Le public a adoré l’idée dès le départ. Étant donné que les magasins de proximité pouvaient vendre de l’essence sans marque à partir de pompes en libre-service à un prix inférieur à celui des stations-service de marque à service complet, les clients affluaient vers les magasins de proximité pour faire le plein.

Les ventes d’essence ont certes généré du trafic, mais même à ses débuts, elles n’ont pas nécessairement généré des bénéfices, car les détaillants opéraient avec des marges de plus en plus faibles pour attirer des clients soucieux des coûts.

« Si vous décidez de vous lancer dans le commerce combiné de l’alimentation et de l’essence, vous constaterez que l’essence ne représentera qu’une petite partie de votre marge… Vous devrez réaliser 80 % ou plus de votre marge totale en vendant d’autres produits que l’essence. » — John Roscoe dans un discours prononcé en 1976 devant des dirigeants du secteur pétrolier.

Près de 40 ans plus tard, les magasins de proximité vendent un nombre incompréhensible de 161 000 gallons (609 500 l.) par magasin et par mois, mais l’essence ne représente aujourd’hui qu’environ 40 % de la marge (U.S.A.).

Aujourd'hui

Le service en plus

Une poignée de stations du Colorado exploitent encore des pistes multiservices à côté du libre-service, mais elles sont rares.

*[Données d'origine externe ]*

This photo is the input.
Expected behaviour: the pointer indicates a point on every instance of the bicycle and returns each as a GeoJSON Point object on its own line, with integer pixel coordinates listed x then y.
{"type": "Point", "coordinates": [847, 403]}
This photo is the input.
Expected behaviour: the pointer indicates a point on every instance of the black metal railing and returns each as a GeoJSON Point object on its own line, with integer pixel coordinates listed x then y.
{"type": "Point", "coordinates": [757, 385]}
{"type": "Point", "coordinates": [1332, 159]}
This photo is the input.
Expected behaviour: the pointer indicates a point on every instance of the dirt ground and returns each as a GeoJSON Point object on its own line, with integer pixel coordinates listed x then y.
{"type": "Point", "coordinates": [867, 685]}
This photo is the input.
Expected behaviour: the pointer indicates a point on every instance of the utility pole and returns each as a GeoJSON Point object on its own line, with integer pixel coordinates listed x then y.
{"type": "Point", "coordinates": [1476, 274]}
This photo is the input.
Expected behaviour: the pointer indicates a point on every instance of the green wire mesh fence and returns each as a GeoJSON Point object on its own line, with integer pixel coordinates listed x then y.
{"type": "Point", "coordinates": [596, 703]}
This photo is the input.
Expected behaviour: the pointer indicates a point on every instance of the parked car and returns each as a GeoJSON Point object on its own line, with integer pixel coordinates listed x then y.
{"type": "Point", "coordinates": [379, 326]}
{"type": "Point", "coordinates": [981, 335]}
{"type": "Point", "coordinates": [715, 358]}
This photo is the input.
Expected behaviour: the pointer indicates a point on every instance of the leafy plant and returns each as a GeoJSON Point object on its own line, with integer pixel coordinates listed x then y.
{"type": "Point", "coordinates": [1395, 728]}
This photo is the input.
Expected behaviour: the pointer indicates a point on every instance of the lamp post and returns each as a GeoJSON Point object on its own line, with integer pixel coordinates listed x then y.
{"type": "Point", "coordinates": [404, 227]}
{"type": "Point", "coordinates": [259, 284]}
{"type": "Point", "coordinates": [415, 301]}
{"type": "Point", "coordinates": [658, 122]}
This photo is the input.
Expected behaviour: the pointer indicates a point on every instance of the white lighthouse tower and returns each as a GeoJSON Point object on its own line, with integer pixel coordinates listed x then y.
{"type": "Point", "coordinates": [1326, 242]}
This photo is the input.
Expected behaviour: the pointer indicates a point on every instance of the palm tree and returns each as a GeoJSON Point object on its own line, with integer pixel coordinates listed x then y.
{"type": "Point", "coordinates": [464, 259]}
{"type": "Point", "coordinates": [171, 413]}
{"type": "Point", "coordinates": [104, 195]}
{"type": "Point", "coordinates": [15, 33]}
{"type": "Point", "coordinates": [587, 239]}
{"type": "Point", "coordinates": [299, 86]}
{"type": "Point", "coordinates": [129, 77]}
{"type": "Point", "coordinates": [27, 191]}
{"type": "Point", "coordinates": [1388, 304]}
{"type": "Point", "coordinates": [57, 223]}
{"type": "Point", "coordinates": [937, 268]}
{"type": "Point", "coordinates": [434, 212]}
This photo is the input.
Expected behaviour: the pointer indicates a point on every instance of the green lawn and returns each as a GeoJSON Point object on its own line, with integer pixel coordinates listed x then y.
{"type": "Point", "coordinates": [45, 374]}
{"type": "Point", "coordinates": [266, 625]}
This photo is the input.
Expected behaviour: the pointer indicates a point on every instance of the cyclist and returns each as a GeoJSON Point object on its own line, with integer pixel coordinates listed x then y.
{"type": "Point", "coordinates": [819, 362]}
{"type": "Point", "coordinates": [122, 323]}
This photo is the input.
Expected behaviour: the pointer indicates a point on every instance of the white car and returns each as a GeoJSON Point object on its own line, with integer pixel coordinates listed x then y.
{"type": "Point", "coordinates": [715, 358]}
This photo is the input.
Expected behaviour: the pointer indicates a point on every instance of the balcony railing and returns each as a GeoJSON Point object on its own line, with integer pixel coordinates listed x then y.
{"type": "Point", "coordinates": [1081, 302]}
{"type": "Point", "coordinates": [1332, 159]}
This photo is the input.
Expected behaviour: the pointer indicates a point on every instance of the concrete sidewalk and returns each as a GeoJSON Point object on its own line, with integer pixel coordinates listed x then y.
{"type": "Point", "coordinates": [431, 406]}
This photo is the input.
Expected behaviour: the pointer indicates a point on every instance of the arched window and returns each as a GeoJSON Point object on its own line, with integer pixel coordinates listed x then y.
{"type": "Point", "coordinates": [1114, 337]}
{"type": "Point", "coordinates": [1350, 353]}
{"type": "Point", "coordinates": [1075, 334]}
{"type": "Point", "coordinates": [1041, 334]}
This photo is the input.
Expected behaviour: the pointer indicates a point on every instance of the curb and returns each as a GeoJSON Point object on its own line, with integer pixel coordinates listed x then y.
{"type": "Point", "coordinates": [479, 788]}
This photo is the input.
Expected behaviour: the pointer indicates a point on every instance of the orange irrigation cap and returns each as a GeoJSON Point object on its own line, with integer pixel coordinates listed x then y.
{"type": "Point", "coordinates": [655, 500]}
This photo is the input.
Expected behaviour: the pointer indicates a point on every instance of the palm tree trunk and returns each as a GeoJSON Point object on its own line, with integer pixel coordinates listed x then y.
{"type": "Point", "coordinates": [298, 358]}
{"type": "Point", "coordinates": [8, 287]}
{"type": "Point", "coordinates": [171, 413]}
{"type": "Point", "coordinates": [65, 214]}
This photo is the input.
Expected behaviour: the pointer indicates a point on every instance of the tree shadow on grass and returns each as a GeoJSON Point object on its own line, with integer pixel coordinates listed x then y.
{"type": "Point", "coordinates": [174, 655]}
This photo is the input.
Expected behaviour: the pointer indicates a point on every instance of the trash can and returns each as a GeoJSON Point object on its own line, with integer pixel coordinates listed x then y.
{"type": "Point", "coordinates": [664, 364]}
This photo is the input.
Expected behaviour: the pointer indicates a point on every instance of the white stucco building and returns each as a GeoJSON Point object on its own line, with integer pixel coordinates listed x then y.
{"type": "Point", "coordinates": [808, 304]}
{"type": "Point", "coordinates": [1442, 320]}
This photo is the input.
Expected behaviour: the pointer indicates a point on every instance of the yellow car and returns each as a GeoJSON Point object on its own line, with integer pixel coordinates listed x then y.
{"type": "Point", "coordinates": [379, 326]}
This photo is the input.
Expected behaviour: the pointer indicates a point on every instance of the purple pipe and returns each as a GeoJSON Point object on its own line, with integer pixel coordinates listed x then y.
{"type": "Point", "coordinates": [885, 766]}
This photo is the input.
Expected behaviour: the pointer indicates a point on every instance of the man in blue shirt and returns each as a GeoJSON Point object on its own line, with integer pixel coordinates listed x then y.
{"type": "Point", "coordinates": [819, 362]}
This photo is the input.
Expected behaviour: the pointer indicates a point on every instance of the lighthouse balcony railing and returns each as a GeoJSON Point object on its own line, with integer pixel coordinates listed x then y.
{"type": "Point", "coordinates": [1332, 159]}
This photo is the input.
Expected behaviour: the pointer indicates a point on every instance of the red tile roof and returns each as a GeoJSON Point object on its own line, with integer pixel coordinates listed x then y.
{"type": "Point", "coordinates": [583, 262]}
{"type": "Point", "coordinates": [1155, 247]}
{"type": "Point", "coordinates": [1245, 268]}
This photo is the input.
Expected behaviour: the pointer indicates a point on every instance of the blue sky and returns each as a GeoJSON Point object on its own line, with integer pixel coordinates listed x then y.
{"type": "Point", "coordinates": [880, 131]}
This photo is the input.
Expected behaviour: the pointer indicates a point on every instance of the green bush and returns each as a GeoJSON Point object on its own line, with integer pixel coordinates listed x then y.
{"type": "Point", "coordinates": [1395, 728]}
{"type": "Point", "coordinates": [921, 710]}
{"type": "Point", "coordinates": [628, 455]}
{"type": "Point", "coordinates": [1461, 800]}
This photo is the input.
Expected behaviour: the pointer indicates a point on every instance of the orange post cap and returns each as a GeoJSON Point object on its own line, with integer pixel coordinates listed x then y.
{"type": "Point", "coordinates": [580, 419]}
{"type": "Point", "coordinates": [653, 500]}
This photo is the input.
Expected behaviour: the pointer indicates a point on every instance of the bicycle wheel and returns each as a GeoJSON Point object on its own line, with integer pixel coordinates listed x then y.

L’une d’entre elles est la station Conoco Bonnie Brae sur South University Boulevard à l’intersection de Exposition Avenue.

« Les personnes qui aiment le service complet seraient très déçues si nous le supprimions », a déclaré le gérant Ken Wilson.

« Chaque fois que vous utilisez une pompe à essence, même si vous ne vous éclaboussez pas, vous allez quand même sentir l’essence », a déclaré Wilson. « Et les gens aiment faire laver leurs vitres, vérifier leurs pneus et leur huile ».

Et ils sont prêts à payer pour cela. Les prix du Conoco de Bonnie Brae pour l’essence en service complet sont supérieurs de 40 cents par gallon à ceux des pompes en libre-service situées à quelques mètres de là.

Et ils sont prêts à payer pour cela. Les prix de l’essence avec un service complet, à la station Conoco de Bonnie Brae, sont supérieurs de 40 cents par gallon à ceux des pompes en libre-service placées à quelques pas de là.

Un tel écart de prix constitue un petit marché, a déclaré Mark Larson, directeur exécutif de la Colorado Wyoming Petroleum Marketers Association (Association des commerçants de pétrole du Colorado Wyoming). Il avou également qu’il aurait du mal à déterminer combien de pompes à service complet existent encore et où.

Les marges sur l'essence (U.S.A.)

Dans les années 1960, les marges sur l’essence étaient semblables à celles des autres commerces de détail, et il était courant d’avoir des marges de 10 cents avec un prix de l’essence compris entre 20 et 30 cents (équivalant à env. 2,02$ à 3,06$ en 2023) le gallon (env. 3.78l).

Aujourd’hui, les marges brutes sur l’essence sont d’environ 20 cents (env. 0,18€) par gallon, mais les dépenses sont beaucoup plus importantes. Après les dépenses, y compris les frais de carte de crédit, les marges nettes avant impôt sont d’environ 5 cents (env. 0,04€) par gallon.

Et en France ?

De nos jours, en France, les stations peuvent choisir entre la libération automatique ou manuelle, demander un prépaiement ou une préautorisation, proposer un paiement par un automate (on parle alors de DAC : Distributeur Automatique de Carburant), le payement par ticket via une borne (permettant le payement par billet) ou un payement à la caisse du magasin…

Quelques stations (les plus modestes) fonctionne encore en « tradi » (traditionnel), c’est à dire sans passer par un pupitre, avec un service à la pompe.